Le peuple interpelle les canaillards, les mangeaillards, les arsouillards, les fripouillards, les protégés de Chango qui ont touché 2 millions de la présidence. Que ceux-là dont on n’a pas graissé la patte, le museau et le groin se déclarent innocents de connivence avec “l’inculpé” siégeant au palais national! Dès lors, par soustraction, on arrivera bien à faire le compte des scélérats, des ennemis du peuple qui doivent «retourner ce qu’ils ont en main». On saura qui devrait avoir la corde non pas au cou mais aux poignets. Ainsi saura-t-on qui a bu au calice du déshonneur, de la corruption et de la honte dans les salons de la présidence.

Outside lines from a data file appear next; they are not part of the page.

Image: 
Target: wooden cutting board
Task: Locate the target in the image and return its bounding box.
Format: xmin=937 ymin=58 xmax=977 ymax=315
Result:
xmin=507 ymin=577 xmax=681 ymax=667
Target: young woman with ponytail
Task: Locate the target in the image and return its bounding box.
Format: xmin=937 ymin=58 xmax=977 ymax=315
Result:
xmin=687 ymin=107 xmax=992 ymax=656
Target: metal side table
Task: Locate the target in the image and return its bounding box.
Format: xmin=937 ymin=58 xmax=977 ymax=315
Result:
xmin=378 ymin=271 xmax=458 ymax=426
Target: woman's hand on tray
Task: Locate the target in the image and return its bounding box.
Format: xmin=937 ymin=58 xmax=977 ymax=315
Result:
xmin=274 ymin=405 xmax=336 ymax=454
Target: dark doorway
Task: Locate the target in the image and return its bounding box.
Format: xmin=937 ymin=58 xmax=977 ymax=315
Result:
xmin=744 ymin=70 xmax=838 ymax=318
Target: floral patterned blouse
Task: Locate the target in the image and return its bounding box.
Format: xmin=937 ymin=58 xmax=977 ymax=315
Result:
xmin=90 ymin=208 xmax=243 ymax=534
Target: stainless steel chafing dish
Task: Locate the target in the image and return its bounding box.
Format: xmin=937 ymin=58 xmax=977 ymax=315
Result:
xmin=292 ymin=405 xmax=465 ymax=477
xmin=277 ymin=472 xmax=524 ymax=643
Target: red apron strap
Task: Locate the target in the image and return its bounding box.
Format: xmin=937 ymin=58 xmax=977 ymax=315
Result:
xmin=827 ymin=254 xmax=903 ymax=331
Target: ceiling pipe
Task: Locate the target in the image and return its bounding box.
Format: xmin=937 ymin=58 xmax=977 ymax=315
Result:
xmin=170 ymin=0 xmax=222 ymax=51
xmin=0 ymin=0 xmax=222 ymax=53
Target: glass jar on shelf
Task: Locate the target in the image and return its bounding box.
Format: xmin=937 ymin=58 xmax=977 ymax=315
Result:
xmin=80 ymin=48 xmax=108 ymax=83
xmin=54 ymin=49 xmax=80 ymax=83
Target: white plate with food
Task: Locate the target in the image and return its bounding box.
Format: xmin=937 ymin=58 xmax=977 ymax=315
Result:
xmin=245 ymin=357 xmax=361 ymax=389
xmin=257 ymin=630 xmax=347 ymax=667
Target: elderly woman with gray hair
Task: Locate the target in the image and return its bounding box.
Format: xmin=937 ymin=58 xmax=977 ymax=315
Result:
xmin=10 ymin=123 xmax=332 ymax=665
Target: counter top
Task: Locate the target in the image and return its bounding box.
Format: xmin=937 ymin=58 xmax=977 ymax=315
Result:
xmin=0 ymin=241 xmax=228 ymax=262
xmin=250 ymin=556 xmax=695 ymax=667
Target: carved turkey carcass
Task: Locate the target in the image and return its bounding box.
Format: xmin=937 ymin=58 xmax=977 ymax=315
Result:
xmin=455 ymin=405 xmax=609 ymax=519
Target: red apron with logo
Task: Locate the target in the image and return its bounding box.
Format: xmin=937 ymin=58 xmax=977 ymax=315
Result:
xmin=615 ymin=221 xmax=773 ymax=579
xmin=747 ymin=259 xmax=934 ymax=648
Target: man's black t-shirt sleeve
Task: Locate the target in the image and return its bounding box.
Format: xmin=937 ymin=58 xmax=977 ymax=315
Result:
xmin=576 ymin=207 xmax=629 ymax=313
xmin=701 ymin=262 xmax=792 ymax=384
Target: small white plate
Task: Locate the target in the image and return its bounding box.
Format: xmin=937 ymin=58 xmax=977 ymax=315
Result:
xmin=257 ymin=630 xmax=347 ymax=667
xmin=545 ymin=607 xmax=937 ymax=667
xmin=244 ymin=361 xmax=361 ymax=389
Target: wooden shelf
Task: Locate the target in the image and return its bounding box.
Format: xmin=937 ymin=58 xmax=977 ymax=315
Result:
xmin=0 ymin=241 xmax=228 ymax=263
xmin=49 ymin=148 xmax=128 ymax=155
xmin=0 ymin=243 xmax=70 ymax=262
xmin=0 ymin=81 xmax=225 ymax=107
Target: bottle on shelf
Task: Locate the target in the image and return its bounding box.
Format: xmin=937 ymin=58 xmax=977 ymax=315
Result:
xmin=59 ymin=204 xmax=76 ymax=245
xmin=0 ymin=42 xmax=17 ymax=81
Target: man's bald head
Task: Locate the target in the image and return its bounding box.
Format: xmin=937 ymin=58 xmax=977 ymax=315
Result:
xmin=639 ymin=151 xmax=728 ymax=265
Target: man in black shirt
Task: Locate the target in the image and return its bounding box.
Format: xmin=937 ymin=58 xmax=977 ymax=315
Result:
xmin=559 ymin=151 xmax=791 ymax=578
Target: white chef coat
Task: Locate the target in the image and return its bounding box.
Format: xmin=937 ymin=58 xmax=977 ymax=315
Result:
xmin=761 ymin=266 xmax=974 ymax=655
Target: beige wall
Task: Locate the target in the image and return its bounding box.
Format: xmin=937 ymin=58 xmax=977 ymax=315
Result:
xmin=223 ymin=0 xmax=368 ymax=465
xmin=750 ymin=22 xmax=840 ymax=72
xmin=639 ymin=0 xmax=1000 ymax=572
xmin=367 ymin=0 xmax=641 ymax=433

Hey! Youri Latortue (AAA), Carl Murat Cantave, Gracia Delva (AAA), Wilot Pierre (PHTK), Rony Célestin (PHTK), Sorel Jacinthe, Jean Rigaud Bélizaire, Wilfrid Gélin (PHTK), Francenet Denius, Denis Cadeau (Bouclier), Dieudonne Luma (PHTK), Nawoon Marcellus (Bouclier), Jean Marie Ralph Féthière (PHTK), Wanique Pierre(PHTK), Ronald Larèche, Jacques Sauveur Jean (PHTK), Omondieu Louis, Kedlaire Augustin (PHTK), Jean Renel Sénatus, Patrice Dumont, Jean-Marie Salomon, Ricardo Pierre, HervéFourcand (PHTK), Pierre-François Sildor (PHTK), Joseph Lambert, Dieupie Chérubin, vous avez la parole. Présumés accusés, levez-vous! L’heure a sonné pour vous. Défendez-vous!
Le peuple vous interpelle messieurs et dames qui avez reçu de l’argent, beaucoup de pognon, pour voter contre les intérêts du peuple. N’avez-vous pas encore écouté la dernière production musicale, le dernier numéro phare, le dernier morceau choc de BIC Tizon Dife, de son vrai nom Roosevelt Saillant? Son Pote kòd est un véritable raz-de-marée musical de dénonciation en règle de vos dérives et comportements malhonnêtes, frauduleux d’escrocs aux crocs de misérables trafiquants, un ouragan de revendications populaires dont BIC s’est fait l’écho et qui a inondé les ondes et les réseaux sociaux. Comme j’ai été ravi et stimulé par ce déploiement musical haut de gamme contre des malfaiteurs-Papa-Gede habillés tout de noir pou y al monte opalè.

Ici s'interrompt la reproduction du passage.